Category Archives: Country – Australia

Three years ago, William Sheane turned down a place at King’s College London to study maths and management. Instead, Sheane, originally from Oxford, “threw in” an application to the University of Sydney. “I was over the UK student lifestyle of getting smashed,” he says. “I’d spent five years working in bars, beaches and diving centres. I thought it was a really good opportunity to go abroad, keep doing what I wanted, but also have a more serious side to my life. I thought I’d see what happened.”

Now, at 26, with a degree in economics behind him and an honours degree – equivalent to a year of research and a thesis – on the way, he has no regrets. At least, none that come to mind as he walks to class after a quick surf, something he does almost every day.

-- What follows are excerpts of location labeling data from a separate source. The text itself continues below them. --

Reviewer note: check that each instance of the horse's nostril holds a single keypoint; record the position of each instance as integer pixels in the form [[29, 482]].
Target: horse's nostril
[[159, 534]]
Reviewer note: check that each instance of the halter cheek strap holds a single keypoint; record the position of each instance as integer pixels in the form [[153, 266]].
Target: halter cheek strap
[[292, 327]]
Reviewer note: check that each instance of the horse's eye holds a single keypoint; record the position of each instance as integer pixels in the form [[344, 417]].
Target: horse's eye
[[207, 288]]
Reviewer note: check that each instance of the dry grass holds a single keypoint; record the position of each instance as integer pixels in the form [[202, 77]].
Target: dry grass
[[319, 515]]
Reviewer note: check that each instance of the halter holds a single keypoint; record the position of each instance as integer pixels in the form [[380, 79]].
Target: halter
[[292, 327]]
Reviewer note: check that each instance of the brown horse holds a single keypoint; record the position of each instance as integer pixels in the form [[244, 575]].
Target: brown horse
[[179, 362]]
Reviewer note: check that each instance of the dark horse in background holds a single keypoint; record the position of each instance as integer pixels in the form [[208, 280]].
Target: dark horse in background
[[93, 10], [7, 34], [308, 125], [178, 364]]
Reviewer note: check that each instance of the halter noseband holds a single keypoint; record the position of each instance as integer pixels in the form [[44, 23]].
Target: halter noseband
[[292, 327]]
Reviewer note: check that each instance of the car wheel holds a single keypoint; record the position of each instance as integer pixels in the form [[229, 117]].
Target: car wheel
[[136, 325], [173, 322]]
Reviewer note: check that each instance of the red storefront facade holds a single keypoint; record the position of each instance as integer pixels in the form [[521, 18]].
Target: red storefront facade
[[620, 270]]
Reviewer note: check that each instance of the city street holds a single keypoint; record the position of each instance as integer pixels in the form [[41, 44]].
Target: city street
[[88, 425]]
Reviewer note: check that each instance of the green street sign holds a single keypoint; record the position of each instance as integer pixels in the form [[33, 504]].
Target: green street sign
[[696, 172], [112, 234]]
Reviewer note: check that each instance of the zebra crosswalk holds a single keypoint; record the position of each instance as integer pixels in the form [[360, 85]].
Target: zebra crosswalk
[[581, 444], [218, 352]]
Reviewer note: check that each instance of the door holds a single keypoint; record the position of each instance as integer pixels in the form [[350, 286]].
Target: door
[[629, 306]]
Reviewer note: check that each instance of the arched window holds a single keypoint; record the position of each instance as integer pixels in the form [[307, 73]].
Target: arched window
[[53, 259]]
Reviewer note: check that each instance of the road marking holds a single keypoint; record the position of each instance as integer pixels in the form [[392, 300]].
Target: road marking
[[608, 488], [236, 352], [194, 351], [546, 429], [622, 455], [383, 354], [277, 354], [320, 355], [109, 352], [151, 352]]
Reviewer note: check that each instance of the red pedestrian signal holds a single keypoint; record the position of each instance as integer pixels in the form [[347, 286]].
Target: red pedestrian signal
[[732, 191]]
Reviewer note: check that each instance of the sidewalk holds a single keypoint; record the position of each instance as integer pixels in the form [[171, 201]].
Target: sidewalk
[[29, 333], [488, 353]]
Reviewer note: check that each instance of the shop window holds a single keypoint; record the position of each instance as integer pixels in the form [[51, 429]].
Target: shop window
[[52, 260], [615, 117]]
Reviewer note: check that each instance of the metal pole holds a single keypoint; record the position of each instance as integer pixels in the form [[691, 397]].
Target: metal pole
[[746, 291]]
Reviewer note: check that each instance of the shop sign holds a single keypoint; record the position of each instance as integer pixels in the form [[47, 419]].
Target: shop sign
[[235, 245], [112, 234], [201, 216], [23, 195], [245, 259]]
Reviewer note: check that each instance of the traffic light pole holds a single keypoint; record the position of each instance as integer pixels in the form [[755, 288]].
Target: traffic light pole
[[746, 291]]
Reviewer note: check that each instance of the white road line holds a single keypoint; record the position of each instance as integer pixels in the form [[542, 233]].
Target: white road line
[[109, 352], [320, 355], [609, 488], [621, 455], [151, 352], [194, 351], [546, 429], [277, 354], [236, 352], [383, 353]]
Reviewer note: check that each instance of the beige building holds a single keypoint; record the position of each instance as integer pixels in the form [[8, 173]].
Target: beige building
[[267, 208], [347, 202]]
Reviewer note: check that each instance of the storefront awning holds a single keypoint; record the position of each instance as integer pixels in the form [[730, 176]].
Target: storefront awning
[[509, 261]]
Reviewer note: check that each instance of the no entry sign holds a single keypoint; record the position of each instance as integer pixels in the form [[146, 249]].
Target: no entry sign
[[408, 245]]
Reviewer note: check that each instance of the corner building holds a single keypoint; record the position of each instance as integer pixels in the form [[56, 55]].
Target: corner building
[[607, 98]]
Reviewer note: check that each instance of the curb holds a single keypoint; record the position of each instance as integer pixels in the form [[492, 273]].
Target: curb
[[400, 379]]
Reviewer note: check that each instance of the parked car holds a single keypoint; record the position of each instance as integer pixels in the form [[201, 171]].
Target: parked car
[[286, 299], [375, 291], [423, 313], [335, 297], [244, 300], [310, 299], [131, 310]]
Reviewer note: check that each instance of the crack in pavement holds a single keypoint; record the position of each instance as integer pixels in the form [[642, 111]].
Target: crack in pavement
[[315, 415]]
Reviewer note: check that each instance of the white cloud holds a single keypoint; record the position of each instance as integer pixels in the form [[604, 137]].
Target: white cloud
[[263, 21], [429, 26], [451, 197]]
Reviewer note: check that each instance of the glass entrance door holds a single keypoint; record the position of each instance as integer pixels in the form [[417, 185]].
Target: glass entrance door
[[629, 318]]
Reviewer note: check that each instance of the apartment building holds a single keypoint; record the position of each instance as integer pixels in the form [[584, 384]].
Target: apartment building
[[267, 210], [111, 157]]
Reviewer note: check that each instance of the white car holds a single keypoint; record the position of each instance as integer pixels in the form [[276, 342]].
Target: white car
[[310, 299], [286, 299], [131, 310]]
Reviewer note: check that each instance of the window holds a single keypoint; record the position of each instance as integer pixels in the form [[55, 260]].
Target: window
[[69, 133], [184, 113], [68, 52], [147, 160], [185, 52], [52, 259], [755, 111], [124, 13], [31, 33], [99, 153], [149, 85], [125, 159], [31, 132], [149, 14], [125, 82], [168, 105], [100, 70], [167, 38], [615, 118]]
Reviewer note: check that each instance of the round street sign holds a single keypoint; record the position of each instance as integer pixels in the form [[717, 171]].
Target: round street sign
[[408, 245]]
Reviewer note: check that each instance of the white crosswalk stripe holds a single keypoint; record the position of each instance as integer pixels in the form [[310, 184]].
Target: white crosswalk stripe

Natasha Krichefski, 22, from London, is spending a year at the University of New South Wales as part of her Edinburgh University undergraduate music degree. “A masters out here has great appeal,” she says. “I’m seriously considering music therapy at the University of Western Sydney, although an equivalent course is also offered in London.”

In the first semester of 2006, there were 1,801 UK students like Sheane and Krichefski on undergraduate, postgraduate or exchange programmes in Australian universities. This is peanuts compared with the numbers of students from China (40,292), Malaysia (24,952) and Singapore (20,714). But Australian universities are paying more attention than might be expected to their UK student numbers.